Automation of Pivot Sprinkler Irrigation Systems to More Efficiently Utilize Rainfall and Irrigation Water
C. W. Wendt, J. R. Runkles, M. D. Gerst, H. P. Harbert, III, R. B. Hutmacher
A study was conducted to develop automated pivot sprinkler irrigation systems and determine if such systems use less water and energy than manually operated systems. The study was conducted near Earth, Texas, using irrigation systems located on producers farms.
Sensors with transmitters and receivers were constructed and tested so that the irrigation systems can be controlled by wind, soil water tension, and rainfall. The sensors can be used separately or in combination to control the irrigation systems.
For several reasons it was not possible to determine if automated systems use less water and energy than manually operated systems. The major reason was the low capacity of the wells (114 to 204 m3/hr) supplying the irrigation systems.

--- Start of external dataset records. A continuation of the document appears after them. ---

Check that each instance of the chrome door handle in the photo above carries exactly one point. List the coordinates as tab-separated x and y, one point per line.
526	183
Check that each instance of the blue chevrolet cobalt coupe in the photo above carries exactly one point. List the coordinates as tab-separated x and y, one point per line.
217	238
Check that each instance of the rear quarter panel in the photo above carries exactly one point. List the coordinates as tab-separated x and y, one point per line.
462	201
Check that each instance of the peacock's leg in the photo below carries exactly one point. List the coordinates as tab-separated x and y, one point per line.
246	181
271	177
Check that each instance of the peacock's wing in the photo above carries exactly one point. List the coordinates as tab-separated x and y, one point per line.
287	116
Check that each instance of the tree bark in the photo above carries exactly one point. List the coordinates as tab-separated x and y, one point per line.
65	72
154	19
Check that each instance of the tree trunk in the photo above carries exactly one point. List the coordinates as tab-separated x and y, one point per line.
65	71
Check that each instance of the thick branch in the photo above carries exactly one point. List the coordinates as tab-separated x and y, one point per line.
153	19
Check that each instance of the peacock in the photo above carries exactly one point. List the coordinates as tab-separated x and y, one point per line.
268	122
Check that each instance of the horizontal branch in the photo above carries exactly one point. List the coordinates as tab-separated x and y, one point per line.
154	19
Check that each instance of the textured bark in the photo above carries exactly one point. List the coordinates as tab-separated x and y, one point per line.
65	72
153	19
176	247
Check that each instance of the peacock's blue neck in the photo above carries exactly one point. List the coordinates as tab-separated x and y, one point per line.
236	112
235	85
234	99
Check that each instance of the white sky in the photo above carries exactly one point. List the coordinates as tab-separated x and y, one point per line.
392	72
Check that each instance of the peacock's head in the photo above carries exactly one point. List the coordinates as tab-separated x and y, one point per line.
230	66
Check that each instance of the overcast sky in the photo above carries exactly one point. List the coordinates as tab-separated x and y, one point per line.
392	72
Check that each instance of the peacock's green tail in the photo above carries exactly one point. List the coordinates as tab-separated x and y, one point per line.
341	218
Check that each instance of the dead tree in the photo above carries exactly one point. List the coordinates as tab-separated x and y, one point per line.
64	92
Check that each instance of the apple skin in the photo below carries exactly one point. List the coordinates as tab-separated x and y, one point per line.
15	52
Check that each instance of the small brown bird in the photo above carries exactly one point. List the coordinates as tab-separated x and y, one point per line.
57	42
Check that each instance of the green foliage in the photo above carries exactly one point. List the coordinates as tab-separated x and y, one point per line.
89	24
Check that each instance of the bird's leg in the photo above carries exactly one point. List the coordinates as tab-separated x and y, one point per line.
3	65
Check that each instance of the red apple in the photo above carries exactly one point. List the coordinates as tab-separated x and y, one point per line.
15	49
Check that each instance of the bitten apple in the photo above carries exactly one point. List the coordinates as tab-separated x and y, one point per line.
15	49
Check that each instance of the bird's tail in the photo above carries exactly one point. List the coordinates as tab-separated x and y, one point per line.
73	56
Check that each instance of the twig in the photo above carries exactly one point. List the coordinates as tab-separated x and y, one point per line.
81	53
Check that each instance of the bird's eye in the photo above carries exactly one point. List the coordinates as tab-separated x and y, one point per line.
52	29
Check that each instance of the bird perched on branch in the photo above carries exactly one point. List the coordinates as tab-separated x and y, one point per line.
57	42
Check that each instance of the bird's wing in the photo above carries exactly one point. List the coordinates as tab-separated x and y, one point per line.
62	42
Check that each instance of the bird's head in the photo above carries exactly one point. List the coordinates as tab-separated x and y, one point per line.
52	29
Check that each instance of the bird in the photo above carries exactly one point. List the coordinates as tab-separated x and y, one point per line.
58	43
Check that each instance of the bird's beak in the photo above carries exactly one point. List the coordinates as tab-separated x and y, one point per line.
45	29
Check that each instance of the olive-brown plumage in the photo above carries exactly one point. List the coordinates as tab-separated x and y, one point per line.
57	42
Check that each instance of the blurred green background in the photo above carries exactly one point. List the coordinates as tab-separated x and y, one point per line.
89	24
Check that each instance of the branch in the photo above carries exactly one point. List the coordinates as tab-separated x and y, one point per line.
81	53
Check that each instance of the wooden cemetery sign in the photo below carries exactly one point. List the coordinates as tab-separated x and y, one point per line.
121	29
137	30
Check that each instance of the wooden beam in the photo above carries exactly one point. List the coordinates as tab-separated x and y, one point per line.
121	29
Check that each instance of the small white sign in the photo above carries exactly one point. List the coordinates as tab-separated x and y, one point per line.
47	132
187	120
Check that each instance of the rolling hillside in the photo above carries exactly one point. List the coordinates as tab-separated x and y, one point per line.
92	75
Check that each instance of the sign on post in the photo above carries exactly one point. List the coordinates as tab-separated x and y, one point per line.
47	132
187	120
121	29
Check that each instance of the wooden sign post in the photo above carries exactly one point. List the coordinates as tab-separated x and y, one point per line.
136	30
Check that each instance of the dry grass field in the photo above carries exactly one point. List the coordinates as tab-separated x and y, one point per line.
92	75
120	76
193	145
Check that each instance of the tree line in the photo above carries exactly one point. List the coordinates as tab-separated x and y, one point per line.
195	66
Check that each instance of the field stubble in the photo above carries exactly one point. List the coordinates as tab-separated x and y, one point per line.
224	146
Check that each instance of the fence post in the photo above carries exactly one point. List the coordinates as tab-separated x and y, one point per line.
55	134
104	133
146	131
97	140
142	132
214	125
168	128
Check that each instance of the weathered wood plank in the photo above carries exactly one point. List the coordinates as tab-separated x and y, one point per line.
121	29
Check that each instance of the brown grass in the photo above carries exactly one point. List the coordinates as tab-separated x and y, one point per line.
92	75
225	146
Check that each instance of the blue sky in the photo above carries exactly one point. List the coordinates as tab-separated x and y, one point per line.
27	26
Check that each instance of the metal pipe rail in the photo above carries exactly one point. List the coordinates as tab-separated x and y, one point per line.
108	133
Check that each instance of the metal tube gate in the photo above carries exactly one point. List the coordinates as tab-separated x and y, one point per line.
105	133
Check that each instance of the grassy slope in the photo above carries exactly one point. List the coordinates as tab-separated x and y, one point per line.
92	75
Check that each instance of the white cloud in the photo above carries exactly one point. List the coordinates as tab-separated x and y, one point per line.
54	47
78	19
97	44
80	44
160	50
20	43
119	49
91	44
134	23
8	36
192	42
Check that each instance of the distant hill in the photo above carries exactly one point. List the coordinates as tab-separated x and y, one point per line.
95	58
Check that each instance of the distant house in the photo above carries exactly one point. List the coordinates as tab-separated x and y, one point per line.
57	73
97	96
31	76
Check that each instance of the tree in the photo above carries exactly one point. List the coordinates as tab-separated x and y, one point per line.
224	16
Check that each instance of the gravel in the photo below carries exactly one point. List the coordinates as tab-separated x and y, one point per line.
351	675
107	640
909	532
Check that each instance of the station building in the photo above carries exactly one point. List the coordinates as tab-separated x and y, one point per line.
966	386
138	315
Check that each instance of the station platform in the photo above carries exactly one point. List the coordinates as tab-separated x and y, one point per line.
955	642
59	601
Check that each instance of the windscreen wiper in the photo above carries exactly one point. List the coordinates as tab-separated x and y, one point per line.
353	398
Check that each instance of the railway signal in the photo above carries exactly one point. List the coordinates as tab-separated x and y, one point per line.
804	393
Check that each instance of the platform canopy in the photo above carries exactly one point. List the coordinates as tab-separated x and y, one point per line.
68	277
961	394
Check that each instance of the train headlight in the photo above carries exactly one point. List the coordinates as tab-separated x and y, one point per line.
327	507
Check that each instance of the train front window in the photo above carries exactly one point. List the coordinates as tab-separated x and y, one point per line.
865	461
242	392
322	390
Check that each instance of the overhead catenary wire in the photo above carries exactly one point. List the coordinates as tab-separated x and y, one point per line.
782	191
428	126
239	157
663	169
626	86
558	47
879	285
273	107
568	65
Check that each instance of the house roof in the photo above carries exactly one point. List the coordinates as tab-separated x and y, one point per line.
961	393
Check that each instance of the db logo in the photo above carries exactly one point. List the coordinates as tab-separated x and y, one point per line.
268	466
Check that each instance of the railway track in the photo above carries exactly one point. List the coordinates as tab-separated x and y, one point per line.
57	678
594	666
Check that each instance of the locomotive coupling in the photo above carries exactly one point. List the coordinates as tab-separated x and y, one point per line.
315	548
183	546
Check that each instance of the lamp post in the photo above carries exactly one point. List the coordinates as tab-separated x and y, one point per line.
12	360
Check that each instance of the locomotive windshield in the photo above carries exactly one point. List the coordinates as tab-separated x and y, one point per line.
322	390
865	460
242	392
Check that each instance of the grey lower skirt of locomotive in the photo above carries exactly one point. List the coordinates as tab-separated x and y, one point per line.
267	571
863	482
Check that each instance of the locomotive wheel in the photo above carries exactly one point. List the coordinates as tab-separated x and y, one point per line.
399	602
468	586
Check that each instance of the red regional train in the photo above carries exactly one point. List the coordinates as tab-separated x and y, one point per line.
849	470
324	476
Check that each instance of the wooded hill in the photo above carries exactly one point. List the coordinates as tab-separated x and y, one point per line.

To meet crop water requirements and losses due to evaporation and runoff, the well capacity should be at least 284 m3/hr. Since the wells could not supply adequate water, soil water tension was out of the tensiometer range for the last 60 days of the growing season. Considerable variation in soil water tension and content was noted between irrigation systems and within quadrants of each irrigation system. Systems planted to cotton would probably be easier to automate than those planted in corn because of the lower water requirements of cotton.
The wind and rainfall controls have more promise to aid in increasing water use efficiency than controls activated by soil water sensors. Wind controls could be used during preirrigation when more time is available to apply water and rainfall controls could be an aid to producers with remotely located irrigation systems.